1:02: Direct link - to "unimpeachable IRS data." Just as I said - the above article has a link to this article, which has the link to the "unimpeachable IRS data." First you were wrong about the new tax law, now you are questioning the authority of the IRS?
http://robertdyer.blogspot.com/2016/07/louis-vuitton-closes-in-chevy-chase-as.html
I was NOT wrong about the new tax law. And I AM NOT questioning the authority of the IRS. Why do you make things up like that? You're being a bully. Taking personal shots at me? You are sticking your toe into serious, legitimate defamation territory here. Consider yourself notified.
ReplyDeleteSo I FINALLY found which one of the myriad of links which went to a non-Dyer site. Right-wing leaning site, no surprise. Here's the link.
TaxMigration Dyer COULD have just posted the little link again. But...it's either he wanted your clicks, or he likes having others jump thru his hoops.
Here's what you failed to point out.
The majority of our GAINED wealth was from states with higher taxes than ours, NY, NJ CT. So, it's a trend to move to a lower taxes state.
Look at Virginia. They gained wealth from MD, DC and also NY & NJ
Compare counties? It shows the wealth moving from close-in burbs to outside burbs. It's also been progressive since 1992.
Many ways to look at stats.
6:09: Nothing you said disproves what I have written. That revenue is gone, and we can see how much went to competing jurisdictions around us on the website I linked to. It's time to get our tax burden in line, so that we can recover our lost revenue from "rich flight" and corporate headquarters avoiding us for the last two decades.Then maybe we won't have a structural budget deficit.
ReplyDeleteMany ways to look at stats. You choose to see only one side and assign blame to those you do not like. The county is experiencing the same things as other like counties all over the country.
ReplyDeleteThis is what to expect as boomers retire, a huge group that will continue to screw with stats. The next group that will control how things go are millennials. They'll be the ones catered to for the next 40+ years.
Unimpeachable facts can be manipulated to give the results you seek.
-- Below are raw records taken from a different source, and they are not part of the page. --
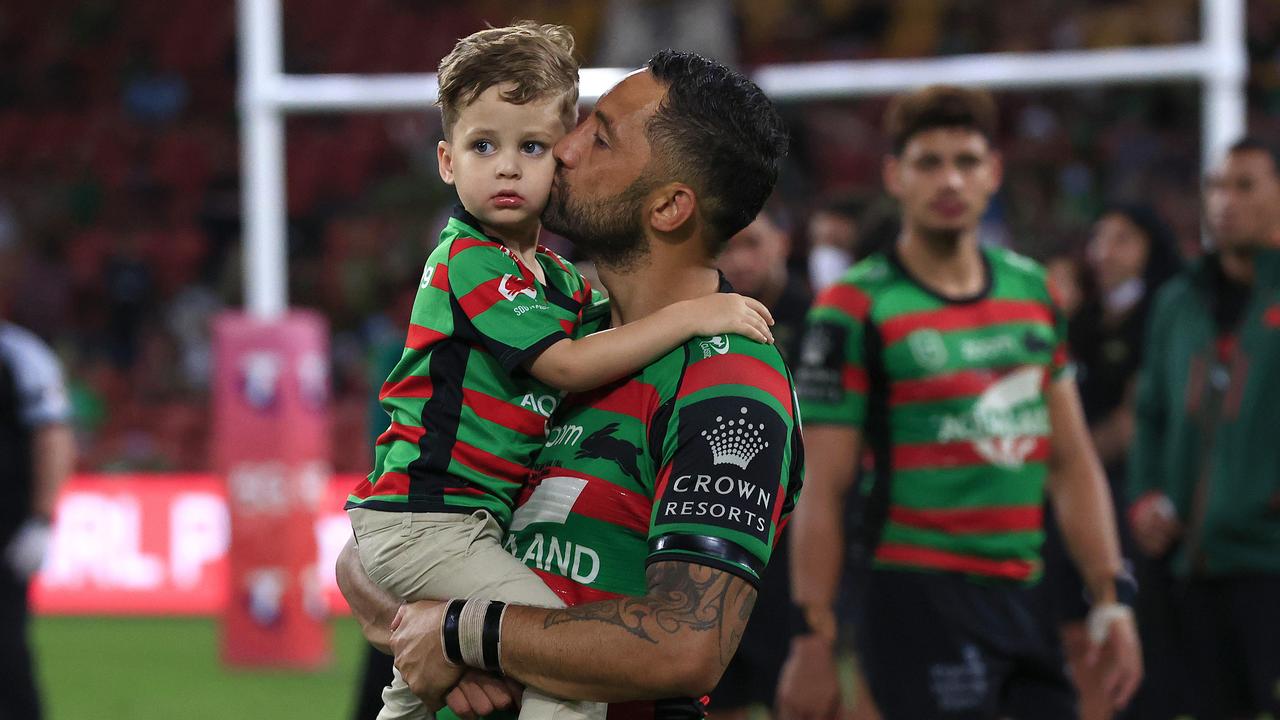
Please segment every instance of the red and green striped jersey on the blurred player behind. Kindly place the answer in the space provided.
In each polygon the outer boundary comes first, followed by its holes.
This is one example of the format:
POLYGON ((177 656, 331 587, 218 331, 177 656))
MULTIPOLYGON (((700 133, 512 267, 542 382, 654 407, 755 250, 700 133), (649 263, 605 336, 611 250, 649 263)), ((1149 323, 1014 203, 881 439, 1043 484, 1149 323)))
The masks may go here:
POLYGON ((1066 325, 1039 265, 982 252, 988 287, 961 301, 896 254, 855 265, 809 313, 797 389, 810 425, 863 430, 878 566, 1033 582, 1066 325))

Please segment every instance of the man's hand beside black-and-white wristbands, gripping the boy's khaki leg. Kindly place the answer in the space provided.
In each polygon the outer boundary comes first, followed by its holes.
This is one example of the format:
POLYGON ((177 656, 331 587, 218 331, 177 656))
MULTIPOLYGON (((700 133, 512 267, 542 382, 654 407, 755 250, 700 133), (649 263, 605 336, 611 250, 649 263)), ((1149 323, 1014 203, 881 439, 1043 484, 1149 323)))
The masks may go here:
POLYGON ((458 684, 465 667, 451 665, 440 647, 440 623, 447 603, 422 600, 402 605, 392 621, 392 652, 408 688, 435 712, 458 684))

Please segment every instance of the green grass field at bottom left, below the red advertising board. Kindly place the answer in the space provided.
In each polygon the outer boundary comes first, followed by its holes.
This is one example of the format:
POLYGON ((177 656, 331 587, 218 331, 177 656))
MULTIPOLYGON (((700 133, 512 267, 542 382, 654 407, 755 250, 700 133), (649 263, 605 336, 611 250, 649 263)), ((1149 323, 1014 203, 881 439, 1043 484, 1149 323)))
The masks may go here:
POLYGON ((227 670, 211 619, 42 618, 32 642, 47 720, 346 720, 365 647, 348 619, 319 673, 227 670))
Remember an average of $10 per person can be one person with $100 and 9 people with $0.
8:01: No, we are not experiencing the same things as other counties - the counties all around us had net gains in jobs over a decade, while we suffered a net loss. Even Culpeper County had a net gain! We should be the engine of the Mid-Atlantic economy, but we're functioning at about the level of a lawnmower motor right now, thanks to having elected officials who know squat about how international business works in the year 2018.
ReplyDeleteThank you for proving my point.
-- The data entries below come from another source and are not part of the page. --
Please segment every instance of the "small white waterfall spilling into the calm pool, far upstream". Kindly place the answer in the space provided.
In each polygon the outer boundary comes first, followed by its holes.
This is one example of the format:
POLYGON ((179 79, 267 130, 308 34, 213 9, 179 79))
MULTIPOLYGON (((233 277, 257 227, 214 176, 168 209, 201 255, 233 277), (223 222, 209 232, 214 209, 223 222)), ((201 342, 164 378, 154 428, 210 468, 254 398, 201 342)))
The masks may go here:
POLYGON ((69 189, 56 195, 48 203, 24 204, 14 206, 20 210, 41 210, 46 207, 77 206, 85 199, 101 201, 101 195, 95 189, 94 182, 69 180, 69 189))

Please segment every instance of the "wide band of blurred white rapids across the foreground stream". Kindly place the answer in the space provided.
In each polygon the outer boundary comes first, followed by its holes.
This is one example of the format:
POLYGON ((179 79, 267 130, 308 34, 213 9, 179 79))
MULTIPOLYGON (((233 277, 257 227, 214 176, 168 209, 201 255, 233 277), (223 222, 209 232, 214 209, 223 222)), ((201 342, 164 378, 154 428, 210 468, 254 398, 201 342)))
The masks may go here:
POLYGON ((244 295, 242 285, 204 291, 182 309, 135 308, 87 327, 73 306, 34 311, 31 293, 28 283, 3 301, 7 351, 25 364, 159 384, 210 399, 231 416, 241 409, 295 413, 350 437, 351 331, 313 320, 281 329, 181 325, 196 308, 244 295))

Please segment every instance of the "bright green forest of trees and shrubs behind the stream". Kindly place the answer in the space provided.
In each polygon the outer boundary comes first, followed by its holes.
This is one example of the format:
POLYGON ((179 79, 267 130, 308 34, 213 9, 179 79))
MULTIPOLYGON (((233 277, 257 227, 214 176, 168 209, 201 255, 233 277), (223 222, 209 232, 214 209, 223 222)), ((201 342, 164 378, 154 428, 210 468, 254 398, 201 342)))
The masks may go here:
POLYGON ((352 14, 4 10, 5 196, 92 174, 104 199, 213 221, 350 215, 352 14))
ReplyDeleteCompare counties? It shows the wealth moving from close-in burbs to outside burbs. It's also been progressive since 1992. The same things as other like counties all over the country.
9:01: Fairfax is not an outside burb. Neither is Arlington, nor D.C. MoCo got whipped by everyone from Howard County to Culpeper to Stafford to Spotsylvania. Urban, suburbs, exurbs.
ReplyDeleteYou just can't see past your blinders. You're so wrapped up in and limited by your right-wing hate and Council envy. Sad.
ReplyDeleteBut predictable from someone who can't admit they're wrong, thinks everyone is conspiring against him and most recently, refuses to tell us about Republican boom-towns.
Who is this turkey Dyer that wrote this post? I was in the Polo store a month or so before thy closed. The told me online sales were killing them. Also you could buy the same Polo stuff for 25% or more less at sales at Bloomingdales or Nordstrom Rack!
ReplyDeleteDyer clearly know nothing about the retail clothing business.
1:46: The Ralph Lauren staff just happening to have the same talking points as our resident MoCo cartel troll? Not likely. Are online sales killing CityCenterDC? Nope.
ReplyDelete"Young women love Jimmy Choo and PF Chang's, and that's a fact." - Robert Dyer
ReplyDeleteDyer wins the comedy gold!